Ice in Antarctica suddenly appeared — suddenly in geologic terms being a little different than how we think of it — about 35 million years ago. For the previous 100 million years the continent had been essentially ice-free.  Even after Antarctica had drifted to near its present location, its climate remained subtropical but then, 35.5 million years ago, ice formed on Antarctica in only about 100,000 years, which is an "overnight" shift in geological terms. 

What triggered the sudden shift?

It wasn't global cooling, says Matthew Huber, assistant professor of earth and atmospheric sciences at Purdue University; or so some researchers believed.   "Previous evidence points paradoxically to a stable climate at the same time this event, one of the biggest climate events in Earth's history, was happening."

Now a paper published this week in Science says they have evidence of widespread cooling and additional computer modeling of the cooling suggests it was caused by a reduction of greenhouse gases in the atmosphere.  So we need some  greenhouse gases - it's been 12,000 years since the last Ice Age and we'd like to keep it that way - just not too much.   

"Our studies show that just over thirty-five million years ago, 'poof,' there was an ice sheet where there had been subtropical temperatures before," Huber says. "Until now we haven't had much scientific information about what happened."

Before the cooling occurred at the end of the Eocene epoch, the Earth was warm and wet, and even the north and south poles experienced subtropical climates. The dinosaurs were long gone from the planet, but there were mammals and many reptiles and amphibians. Then, as the scientists say, poof, this warm wet world, which had existed for millions of years, dramatically changed. Temperatures fell dramatically, many species of mammals as well as most reptiles and amphibians became extinct, and Antarctica was covered in ice and sea levels fell. 

History records this as the beginning of the Oligocene epoch, but the cause of the cooling has been the subject of scientific discussion and debate for many years. 

The research team found before the event ocean surface temperatures near present-day Antarctica averaged 77 degrees Fahrenheit (25 degrees Celsius). 

Mark Pagani, professor of geology and geophysics at Yale University, says the research found that air and ocean surface temperatures dropped as much as 18 degrees Fahrenheit during the transition.

"Previous reconstructions gave no evidence of high-latitude cooling," Pagani says. "Our data demonstrate a clear temperature drop in both hemispheres during this time."

The research team determined the temperatures of the Earth millions of years ago by using temperature "proxies," or clues. In this case, the geologic detectives looked for the presence of biochemical molecules, which were present in plankton that only lived at certain temperatures. The researchers looked for the temperature proxies in seabed cores collected by drilling in deep-ocean sediments and crusts from around the world.

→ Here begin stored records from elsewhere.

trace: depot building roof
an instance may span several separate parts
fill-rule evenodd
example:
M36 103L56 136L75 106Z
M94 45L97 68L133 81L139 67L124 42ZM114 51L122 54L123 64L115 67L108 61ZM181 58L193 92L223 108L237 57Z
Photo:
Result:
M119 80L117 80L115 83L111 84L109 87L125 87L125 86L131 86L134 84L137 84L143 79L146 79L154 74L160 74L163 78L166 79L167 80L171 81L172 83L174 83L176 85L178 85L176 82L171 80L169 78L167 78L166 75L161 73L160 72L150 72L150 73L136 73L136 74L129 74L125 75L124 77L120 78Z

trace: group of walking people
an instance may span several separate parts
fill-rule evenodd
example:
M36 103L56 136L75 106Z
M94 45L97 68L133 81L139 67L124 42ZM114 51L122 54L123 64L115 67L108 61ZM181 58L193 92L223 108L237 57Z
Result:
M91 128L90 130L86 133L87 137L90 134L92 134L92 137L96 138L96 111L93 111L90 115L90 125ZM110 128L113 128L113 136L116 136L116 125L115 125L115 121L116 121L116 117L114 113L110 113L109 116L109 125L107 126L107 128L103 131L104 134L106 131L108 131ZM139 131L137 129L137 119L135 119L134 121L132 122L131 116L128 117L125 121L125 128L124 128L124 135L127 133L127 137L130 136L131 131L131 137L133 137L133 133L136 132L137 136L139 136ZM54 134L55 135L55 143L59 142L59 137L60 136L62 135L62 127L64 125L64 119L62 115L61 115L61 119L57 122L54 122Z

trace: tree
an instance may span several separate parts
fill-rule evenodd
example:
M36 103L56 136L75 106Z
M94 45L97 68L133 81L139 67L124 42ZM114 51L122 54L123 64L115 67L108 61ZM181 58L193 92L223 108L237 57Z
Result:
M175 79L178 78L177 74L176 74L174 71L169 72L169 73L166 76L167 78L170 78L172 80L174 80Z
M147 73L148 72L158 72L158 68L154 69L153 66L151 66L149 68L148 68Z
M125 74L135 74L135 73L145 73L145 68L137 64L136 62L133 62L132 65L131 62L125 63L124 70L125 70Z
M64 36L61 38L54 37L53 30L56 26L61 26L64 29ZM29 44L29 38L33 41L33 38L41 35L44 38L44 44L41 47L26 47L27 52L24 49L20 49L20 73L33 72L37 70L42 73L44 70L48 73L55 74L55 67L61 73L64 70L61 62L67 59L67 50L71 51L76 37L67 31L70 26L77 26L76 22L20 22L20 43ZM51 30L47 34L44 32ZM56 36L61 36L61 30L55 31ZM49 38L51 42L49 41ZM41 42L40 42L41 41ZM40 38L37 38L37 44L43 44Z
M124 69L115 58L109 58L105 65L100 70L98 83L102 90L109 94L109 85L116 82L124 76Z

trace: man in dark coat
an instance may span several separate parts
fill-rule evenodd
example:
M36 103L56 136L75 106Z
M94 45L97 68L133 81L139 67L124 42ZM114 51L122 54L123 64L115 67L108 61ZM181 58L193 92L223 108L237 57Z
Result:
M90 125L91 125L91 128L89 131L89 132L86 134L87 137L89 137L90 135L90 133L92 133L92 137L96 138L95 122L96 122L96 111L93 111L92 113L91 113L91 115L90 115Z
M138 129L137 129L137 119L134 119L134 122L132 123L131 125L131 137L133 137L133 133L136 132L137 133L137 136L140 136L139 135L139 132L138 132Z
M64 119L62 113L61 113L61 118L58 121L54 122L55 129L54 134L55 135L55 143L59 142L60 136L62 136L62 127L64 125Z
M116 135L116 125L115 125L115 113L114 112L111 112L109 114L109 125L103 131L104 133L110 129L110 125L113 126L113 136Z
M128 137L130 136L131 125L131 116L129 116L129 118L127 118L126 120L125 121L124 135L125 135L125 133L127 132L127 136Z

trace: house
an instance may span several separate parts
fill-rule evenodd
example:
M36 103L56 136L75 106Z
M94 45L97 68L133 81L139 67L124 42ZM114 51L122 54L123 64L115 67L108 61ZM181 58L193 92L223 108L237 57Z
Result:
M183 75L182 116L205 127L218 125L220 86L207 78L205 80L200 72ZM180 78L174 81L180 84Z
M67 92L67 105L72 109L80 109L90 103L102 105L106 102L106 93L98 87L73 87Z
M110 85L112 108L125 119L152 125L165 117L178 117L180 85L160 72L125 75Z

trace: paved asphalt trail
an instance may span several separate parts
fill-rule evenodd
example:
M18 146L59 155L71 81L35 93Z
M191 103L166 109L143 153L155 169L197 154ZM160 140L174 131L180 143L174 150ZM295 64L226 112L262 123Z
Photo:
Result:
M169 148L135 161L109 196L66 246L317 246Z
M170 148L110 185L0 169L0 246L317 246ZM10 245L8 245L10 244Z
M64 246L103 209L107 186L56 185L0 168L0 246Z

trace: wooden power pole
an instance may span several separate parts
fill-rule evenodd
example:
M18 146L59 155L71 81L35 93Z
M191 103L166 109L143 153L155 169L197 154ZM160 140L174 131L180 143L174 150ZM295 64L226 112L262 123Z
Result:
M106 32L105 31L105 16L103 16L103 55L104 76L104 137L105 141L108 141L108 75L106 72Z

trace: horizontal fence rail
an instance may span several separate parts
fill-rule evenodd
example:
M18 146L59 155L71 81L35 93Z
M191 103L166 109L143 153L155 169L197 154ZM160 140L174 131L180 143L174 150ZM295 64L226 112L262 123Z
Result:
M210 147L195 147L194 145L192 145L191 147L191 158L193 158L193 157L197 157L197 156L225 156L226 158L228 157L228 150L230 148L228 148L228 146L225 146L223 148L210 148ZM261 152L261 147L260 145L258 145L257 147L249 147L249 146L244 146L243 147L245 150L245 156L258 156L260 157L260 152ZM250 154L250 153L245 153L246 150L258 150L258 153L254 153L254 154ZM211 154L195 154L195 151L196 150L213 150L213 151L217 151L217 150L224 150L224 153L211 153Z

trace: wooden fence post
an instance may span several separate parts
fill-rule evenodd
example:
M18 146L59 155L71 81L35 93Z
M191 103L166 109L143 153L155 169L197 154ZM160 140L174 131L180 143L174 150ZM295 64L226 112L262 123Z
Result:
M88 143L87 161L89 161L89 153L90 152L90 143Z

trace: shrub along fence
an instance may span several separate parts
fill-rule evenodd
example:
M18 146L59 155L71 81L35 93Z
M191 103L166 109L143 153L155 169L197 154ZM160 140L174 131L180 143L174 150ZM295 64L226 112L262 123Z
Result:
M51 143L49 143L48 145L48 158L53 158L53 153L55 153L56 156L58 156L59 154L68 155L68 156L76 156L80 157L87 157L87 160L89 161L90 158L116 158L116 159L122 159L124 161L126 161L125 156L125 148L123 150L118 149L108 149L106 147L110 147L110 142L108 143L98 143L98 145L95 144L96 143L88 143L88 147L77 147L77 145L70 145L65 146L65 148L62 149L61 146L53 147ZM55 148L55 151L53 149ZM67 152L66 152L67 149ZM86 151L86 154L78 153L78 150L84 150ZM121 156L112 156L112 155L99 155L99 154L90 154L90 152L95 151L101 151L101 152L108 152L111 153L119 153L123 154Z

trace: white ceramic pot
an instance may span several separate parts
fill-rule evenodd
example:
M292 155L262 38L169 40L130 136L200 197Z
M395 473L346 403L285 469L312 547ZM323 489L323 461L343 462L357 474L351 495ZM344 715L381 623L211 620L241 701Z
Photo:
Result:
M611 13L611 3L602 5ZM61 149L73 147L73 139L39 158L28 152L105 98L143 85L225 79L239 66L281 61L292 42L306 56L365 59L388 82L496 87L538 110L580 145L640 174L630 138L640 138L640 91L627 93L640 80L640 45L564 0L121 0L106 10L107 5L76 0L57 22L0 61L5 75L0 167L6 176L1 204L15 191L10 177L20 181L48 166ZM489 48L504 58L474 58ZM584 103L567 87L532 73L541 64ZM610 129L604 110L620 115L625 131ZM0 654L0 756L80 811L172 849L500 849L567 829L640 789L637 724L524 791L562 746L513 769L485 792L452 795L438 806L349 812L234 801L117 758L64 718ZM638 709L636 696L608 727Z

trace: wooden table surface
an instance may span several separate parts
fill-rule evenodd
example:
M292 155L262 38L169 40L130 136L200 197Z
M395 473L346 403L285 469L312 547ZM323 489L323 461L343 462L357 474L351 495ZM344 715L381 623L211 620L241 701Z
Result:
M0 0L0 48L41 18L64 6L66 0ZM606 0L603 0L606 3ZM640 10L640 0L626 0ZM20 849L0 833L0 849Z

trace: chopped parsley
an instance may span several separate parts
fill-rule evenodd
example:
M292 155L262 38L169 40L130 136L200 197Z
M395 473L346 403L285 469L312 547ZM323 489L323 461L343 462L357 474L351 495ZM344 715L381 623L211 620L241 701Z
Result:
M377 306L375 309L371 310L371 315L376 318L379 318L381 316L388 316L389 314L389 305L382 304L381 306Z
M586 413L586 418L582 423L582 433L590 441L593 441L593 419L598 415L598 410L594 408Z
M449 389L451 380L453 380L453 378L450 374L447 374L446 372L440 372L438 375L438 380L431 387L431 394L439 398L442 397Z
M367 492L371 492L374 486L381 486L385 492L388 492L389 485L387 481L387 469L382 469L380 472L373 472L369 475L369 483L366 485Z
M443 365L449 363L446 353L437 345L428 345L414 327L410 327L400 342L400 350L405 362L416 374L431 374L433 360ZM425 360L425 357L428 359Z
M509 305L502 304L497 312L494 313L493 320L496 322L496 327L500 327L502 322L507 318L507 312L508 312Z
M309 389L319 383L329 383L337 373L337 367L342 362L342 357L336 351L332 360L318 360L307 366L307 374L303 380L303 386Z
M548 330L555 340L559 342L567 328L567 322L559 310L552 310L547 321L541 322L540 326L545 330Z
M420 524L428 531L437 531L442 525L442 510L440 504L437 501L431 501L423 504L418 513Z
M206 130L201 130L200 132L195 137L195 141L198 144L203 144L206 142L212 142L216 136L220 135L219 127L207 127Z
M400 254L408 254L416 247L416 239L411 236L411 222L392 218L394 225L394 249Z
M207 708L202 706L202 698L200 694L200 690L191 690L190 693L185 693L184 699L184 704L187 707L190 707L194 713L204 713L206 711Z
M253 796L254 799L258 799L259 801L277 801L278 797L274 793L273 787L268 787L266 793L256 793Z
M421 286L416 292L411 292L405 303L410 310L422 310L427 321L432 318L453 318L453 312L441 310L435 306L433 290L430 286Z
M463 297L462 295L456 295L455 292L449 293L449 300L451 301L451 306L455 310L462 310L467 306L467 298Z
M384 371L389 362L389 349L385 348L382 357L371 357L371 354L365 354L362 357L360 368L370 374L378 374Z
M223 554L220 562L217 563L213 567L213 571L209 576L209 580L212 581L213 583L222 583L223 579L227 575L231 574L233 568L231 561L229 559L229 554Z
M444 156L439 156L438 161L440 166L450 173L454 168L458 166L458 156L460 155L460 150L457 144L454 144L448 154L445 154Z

"Before this work we knew little about the climate during the time when this ice sheet was forming," Huber says.

Once the team identified the global cooling, the next step was to find what caused it.

To find the result, Huber used modern climate modeling tools to look at the prehistoric climate. The models were run on a cluster-type supercomputer on Purdue's campus.

"That's what climate models are good for. They can give you plausible reasons for such an event," Huber says. "We found that the likely culprit was a major drop in greenhouse gases in the atmosphere, especially CO2. From the temperature data and existing proxy records indicating a sharp drop in CO2 near the Eocene-Oligocene boundary, we are establishing a link between the sea surface temperatures and the glaciation of Antarctica."

Huber says the modeling required an unusually large computing effort. Staff at Information Technology at Purdue assisted in the computing runs.

"My simulations produced 50 terabytes of data, which is about the amount of data you could store in 100 desktop computers. This represented 8,000 years of climate simulation," Huber says.

The computation required nearly 2 million computing hours over two years on Pete, Purdue's 664-CPU Linux cluster.

"This required running these simulations for a long time, which would not have been allowed at a national supercomputing center," Huber says. "Fortunately, we had the resources here on campus, and I was able to use Purdue's Pete to do the simulation."

Additional members of the research team included David Zinniker at Yale; Robert DeConto and Mark Leckie at the University of Massachusetts, Amherst; Henk Brinkhuis at Utrecht University (Netherlands); and Sunita R. Shah and Ann Pearson at Harvard University. Zhonghui Liu, an assistant professor at the University of Hong Kong and a former postdoctoral fellow of Pagani's at Yale, was the study's lead author. 

The research was supported in part by funding from the National Science Foundation.